This week’s touring story of Sri Lanka contains all the gleaming material needed to rivet a pandemic-tired country that was involved in a debt cycle before the coronavirus devastated the economy. rice field.
According to news reports, the world’s largest sapphire cluster, which is said to be worth up to $ 100 million, was accidentally discovered by a worker digging a well in the jeweler’s backyard.
The details reported by the BBC this week have given many Sri Lankans an exciting and hopeful story. Daya Amara Sekara, a professor of sociology at the University of Peradeniya, south of the capital Colombo, is a spiritual coincidence in the discovery of gem specimens that many should pay attention to in a Buddhist-dominated country famous for gems. He said he tends to consider it as.
“So far we’ve heard negative news about Covid-19,” he said. “That’s why people are drawn to the spiritual joy that comes from news about jewelry.”
However, some details of the gem discovery turned out to be too good to be true. The rocks were real, but they were dug in a jewel mine rather than a well, officials said.
by report On Tuesday, workers discovered a £ 1,124 sapphire cluster over a year ago while digging a well in Ratnapura, a gem-rich area. The attached photo shows a rugged rock about the size of a car tire.
The report identified the owner of the rock only as Mr. Gammage, a third-generation gem merchant. He told the BBC that some of the stones that fell off the rocks while cleaning them were later found to be high-quality star sapphires, a type of sapphire known for their optical effects. (Minerals in gems Reflects light in a star pattern, A phenomenon called asterism. )
The article states that the government agency, Sri Lanka’s National Gem and Jewelery Department Chairman Tyrac Weerasinge, said it was “probably the largest” star sapphire specimen in the world.
Wheelasinge later told the New York Times that the rock was discovered in 2020 and the pandemic seemed like a bad time to sell sapphire, so it obscured the news for months.
He also said the rock was taken from a jewel mine rather than a well and asked journalists to refrain from detailing the article for safety reasons. He estimated that the sapphire embedded in the rock was worth $ 100 million.
“It will be a great exhibition for museums and those who collect rare gems,” he added.
At least two Sri Lankan media report Correctly that the gem was found in the mine on Wednesday. The BBC did not immediately respond to a request for comment on Thursday.

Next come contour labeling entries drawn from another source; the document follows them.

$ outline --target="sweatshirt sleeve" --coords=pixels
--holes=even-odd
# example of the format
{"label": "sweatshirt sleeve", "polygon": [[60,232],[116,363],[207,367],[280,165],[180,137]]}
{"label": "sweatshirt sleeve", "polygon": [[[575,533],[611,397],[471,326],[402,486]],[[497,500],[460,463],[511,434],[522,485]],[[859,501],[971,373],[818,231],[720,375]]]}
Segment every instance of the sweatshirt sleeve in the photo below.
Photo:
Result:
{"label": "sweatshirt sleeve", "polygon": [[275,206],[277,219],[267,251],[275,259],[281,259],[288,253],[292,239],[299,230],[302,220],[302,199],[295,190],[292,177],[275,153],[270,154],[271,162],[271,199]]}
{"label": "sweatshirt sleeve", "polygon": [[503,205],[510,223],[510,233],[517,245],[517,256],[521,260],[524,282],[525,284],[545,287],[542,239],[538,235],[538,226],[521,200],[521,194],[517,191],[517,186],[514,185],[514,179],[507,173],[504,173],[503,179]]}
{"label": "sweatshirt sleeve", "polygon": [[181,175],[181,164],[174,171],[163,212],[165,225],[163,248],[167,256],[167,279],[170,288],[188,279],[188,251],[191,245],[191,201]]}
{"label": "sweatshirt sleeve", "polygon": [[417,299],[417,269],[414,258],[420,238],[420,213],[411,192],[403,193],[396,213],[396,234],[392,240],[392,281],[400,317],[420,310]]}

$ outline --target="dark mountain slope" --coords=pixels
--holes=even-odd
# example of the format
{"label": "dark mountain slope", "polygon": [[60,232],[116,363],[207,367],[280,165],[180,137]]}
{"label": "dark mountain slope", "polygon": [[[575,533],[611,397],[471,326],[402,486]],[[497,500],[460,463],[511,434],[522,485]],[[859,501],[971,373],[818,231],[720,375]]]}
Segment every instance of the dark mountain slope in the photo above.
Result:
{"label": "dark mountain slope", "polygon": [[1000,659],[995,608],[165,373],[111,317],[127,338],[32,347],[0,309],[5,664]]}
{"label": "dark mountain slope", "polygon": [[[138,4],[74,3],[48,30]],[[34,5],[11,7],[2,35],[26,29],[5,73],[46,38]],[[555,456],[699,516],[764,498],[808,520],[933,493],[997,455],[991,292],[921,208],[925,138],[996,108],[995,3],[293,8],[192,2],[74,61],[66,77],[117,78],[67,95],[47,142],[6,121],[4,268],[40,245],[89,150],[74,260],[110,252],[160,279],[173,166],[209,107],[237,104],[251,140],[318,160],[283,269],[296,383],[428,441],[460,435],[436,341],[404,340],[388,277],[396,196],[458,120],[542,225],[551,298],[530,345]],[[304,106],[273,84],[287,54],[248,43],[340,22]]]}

It is not uncommon for some people in Ratnapura to have small gem pits in their backyard.It is not uncommon for Sri Lankans to obscure the details of their gem discovery, PRK Fernando said., Chairman of the Sri Lankan Gemologists Association, an industry group. News about such discoveries can sometimes cause digging frenzy.
“It can be a problem,” he said.
But he said the news of this discovery could help revitalize the industry that was struggling during the pandemic.
On social media, this episode has led some users to wonder if selling sapphire will finally generate enough foreign currency for Sri Lanka to escape the severe debt crisis.
Colombo economist Anushka Wigesinha said selling jewelry for $ 100 million would represent about one-third of the country’s pre-pandemic annual export revenues in the jewelry and jewelery trade.
“But, of course, a single sale may not provide full value,” he added.
David S. Atlas, a Virginia jewelery and jewelery appraiser and chair of ethics at the New York City-based National Jewelery Appraisers Association, said in an email that estimates of large specimens were highly speculative. He said it was a target and a “subject”. For the highest level of secondary guessing. “
“The collection already has many larger specimens,” Atlas said, although the rocks may eventually be stored in the museum’s collection and prove to be of great value.
“We can’t predict in advance the value or quality of small gems cut out of this large chunk of material,” he added. “Cut it out, make the gems inside, and then have them properly research their value, and you’ll know more.”
In any case, the story of gem-excavating rock workers has prompted social media users — seemingly a joke, but who knows? — They also planned to start digging in their backyard.
Backyard jewel? Tall tales have a true sparkle.
Source link Backyard jewel? Tall tales have a true sparkle.